Копье ветра проносится мимо меня, с оглушительным грохотом врезаясь в ограждение арены. Столб земли извергается прямо позади, разбрасывая осколки грязи, как картечь. Позади меня раздаются шаги, громкие, яростные и приближающиеся. Хотя я не думаю о них. Я думаю о том гудке, который прозвучит в любую секунду, о гудке, который завершит матч. Если я не вернусь вовремя, значит, все это было напрасно. Я не могу проиграть. Не сейчас, не когда я так близко.

Дверь в форт распахивается, и там стоит Фил, ее лицо перепачкано грязью и, возможно, кровью, черные волосы взлохмачены и растрепаны.

– Алайна! – кричит она, и я хватаю сумку с драгоценными камнями с пояса и бросаю ее, и она рассекает воздух. Едва ее поймав, она бежит в форт, чтобы положить ее в сундук, и это очень вовремя, потому что кто-то хватает меня сзади, пара мускулистых рук обхватывают мою талию и с силой прижимают к траве.

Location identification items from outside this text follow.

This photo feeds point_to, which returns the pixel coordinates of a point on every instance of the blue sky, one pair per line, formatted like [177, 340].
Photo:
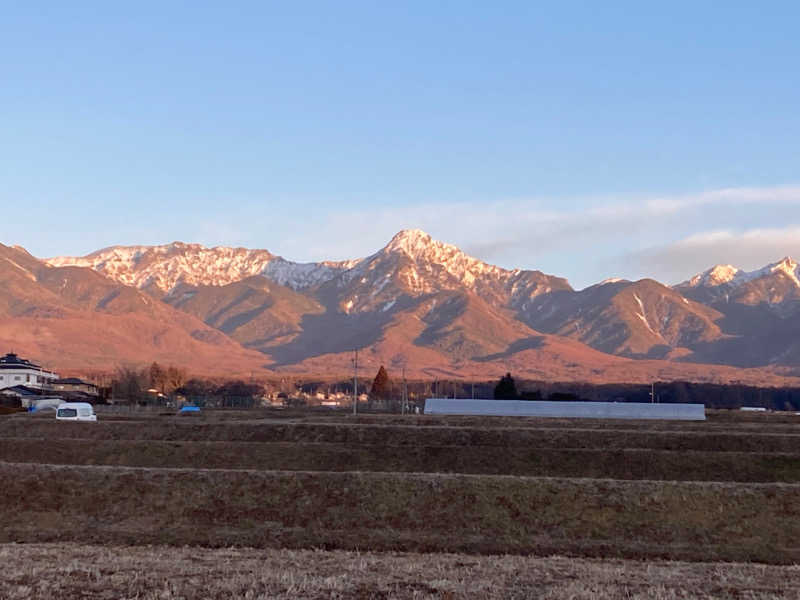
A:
[589, 139]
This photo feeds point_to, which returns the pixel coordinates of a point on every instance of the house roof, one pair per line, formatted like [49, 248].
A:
[12, 361]
[22, 390]
[71, 381]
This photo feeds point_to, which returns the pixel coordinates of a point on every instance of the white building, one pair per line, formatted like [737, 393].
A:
[18, 371]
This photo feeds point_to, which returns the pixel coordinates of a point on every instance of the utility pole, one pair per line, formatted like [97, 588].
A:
[355, 382]
[404, 401]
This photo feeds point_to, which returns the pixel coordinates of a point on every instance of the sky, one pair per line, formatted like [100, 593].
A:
[585, 139]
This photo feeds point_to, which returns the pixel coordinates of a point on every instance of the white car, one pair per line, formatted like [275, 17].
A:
[75, 411]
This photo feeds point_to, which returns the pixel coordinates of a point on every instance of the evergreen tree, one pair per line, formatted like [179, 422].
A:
[505, 389]
[381, 387]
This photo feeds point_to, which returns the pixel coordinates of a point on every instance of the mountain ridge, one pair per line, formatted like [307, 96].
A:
[420, 300]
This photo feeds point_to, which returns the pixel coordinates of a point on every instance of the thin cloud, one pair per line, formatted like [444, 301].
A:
[748, 250]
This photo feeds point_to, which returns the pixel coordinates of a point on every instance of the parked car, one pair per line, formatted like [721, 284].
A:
[75, 411]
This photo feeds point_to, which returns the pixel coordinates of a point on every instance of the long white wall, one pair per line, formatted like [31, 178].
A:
[586, 410]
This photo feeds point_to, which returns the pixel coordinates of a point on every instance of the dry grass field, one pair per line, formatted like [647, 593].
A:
[251, 493]
[71, 571]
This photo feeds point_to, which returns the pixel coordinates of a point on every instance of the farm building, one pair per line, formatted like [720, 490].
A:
[16, 371]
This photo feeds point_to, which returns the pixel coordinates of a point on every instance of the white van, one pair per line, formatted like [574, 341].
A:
[75, 411]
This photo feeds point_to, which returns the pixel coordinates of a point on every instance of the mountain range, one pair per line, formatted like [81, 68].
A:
[416, 304]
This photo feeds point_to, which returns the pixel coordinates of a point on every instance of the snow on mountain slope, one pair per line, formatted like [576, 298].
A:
[166, 266]
[727, 274]
[414, 264]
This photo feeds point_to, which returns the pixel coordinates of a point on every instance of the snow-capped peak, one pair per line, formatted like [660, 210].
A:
[428, 253]
[788, 267]
[168, 265]
[728, 274]
[716, 275]
[413, 242]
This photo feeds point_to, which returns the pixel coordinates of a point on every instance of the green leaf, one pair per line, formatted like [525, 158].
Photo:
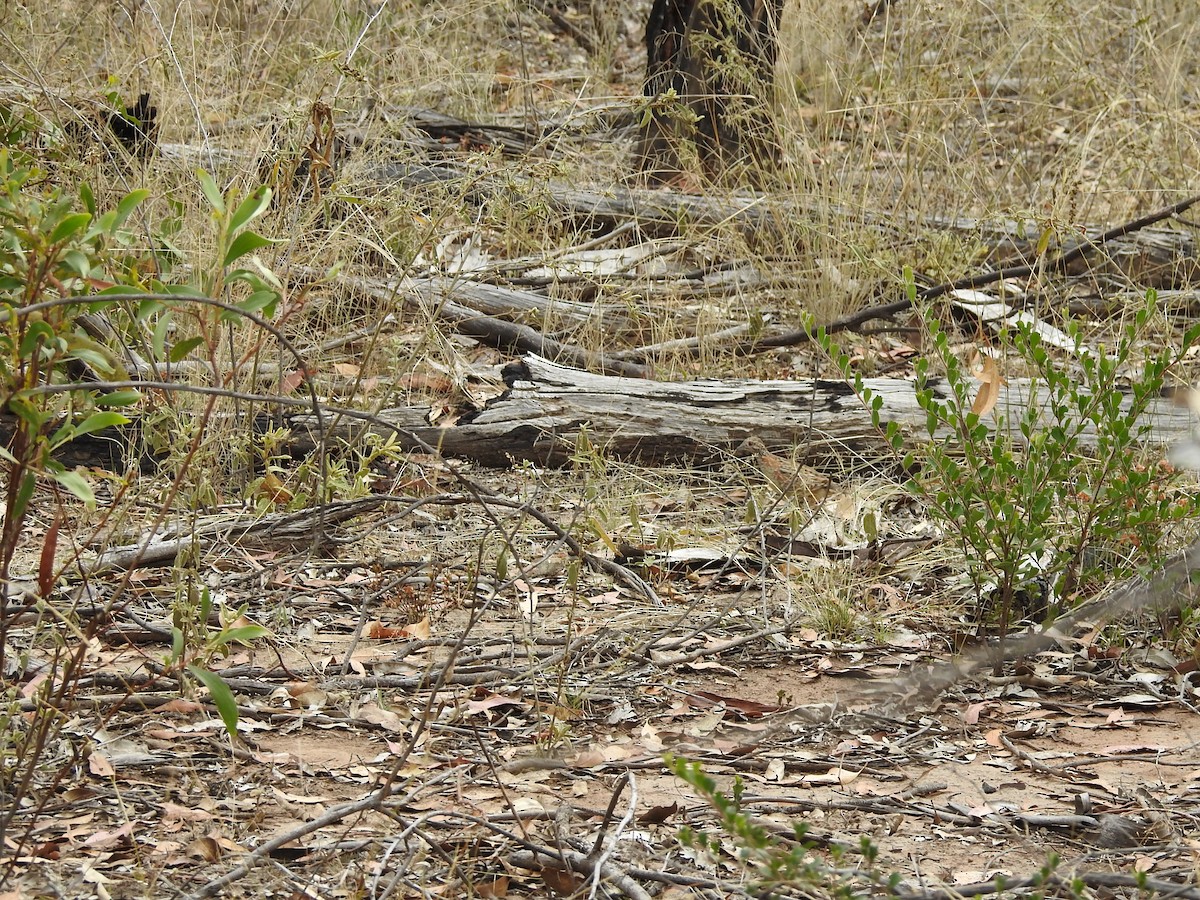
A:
[76, 484]
[99, 421]
[70, 226]
[118, 399]
[251, 208]
[129, 203]
[159, 337]
[211, 192]
[36, 334]
[77, 263]
[222, 697]
[258, 301]
[88, 197]
[245, 243]
[183, 348]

Мое зрение вспыхивает красным, я чувствую вкус крови и только в этот момент осознаю, как мне больно. Каждый мускул в моем теле пылает. Лицо словно обожжено взрывом. Мой затылок пульсирует от удара о парапет, и, конечно же, из-за парня, лежащего на мне, студента, который ударил меня о землю так сильно, что, боюсь, я сломала ребро. Хватая ртом воздух, я поворачиваюсь и вижу его. Мариус Мэдисон.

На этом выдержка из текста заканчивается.